The system consists of ground-based interceptor missiles and radar which would intercept incoming warheads in space. Boeing Defense, Space & Security is the prime contractor of the program, tasked to oversee and integrate systems from other major defense sub-contractors, such as Computer Sciences Corporation and Raytheon.
The key sub-systems of the GMD system are:
- Exoatmospheric Kill Vehicle (EKV) – Raytheon
- Ground-Based Interceptor (GBI) – boost vehicle built by Orbital Sciences; for every interceptor missile there are a missile silo and a silo interface vault (SIV), which is an underground electronics room adjacent to the silo.
- Battle management command, control and communications (BMC3) – Northrop Grumman
- Ground-based radars (GBR) – Raytheon
- Upgraded early-warning radars (UEWR) (or PAVE PAWS) – Raytheon
- Forward-based X band radars (FBXB) such as the sea-based X-band platform and the AN/TPY-2 — Raytheon
Interceptor sites are at Fort Greely, Alaska and Vandenberg Air Force Base, California. A third site was planned for a proposed US missile defense complex in Poland, but was canceled in September 2009.
In December 2008, the U.S. Missile Defense Agency awarded Boeing a $397.9 million contract to continue development of the program.
In March 2013, the Obama administration announced plans to add 14 interceptors to the current 26 at Fort Greely in response to North Korean threats. The deployment of a second TPY-2 radar to Japan was announced at the same time. While President Obama said that the additional deployment was a hedge against unexpected capabilities, Chinese Ministry of Foreign Affairs spokesman Hong Lei complained that the additional defenses would affect the global strategic balance and strategic trust. In late 2013, there were plans for a proposed Eastern United States missile defense site to house a battery of these missiles.
On 30 April 2014, the Government Accountability Office issued a report stating that the system may not be operational any time soon because "its development was flawed". It said the GBI missile was at that point "capable of intercepting a simple threat in a limited way". On 12 August 2015, Lt. General David L. Mann (commanding general USASMDC/ARSTRAT) characterized GMD as the nation's only ground-based defense against limited ICBM attacks.
Expenditures on the Ground-Based Midcourse Defense program were estimated to be US$30.7 billion by 2007. In 2013, it was estimated that the program would cost $40.926 billion from inception through fiscal year 2017; in 2013–17 spending was to total $4,457.8M, an average of $892M per year.

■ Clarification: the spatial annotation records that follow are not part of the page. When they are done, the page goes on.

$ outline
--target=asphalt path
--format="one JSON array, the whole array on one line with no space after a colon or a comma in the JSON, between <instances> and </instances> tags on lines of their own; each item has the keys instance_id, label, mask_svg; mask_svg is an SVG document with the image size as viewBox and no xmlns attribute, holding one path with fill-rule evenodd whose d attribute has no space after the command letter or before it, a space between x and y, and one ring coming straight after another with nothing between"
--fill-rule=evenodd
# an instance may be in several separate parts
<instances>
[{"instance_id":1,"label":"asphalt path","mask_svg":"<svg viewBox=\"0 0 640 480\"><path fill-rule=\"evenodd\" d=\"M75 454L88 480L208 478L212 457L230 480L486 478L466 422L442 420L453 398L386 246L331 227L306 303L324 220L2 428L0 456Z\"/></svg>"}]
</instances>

- BV: Booster Verification Test
- CMCM: Critical Measurements and Countermeasures
- FTG: Flight Test Ground-Based Interceptor
- FTX: Flight Test Other
- IFT: Integrated Flight Test
As of June 2017, 10 of the 18 (55%) hit-to-kill intercept tests have succeeded. No flight intercept tests from 2010 to 2013 were successful. In response the Pentagon asked for a budget increase and another test for the fielded program. The first test in 3 years was scheduled for May 30, 2017.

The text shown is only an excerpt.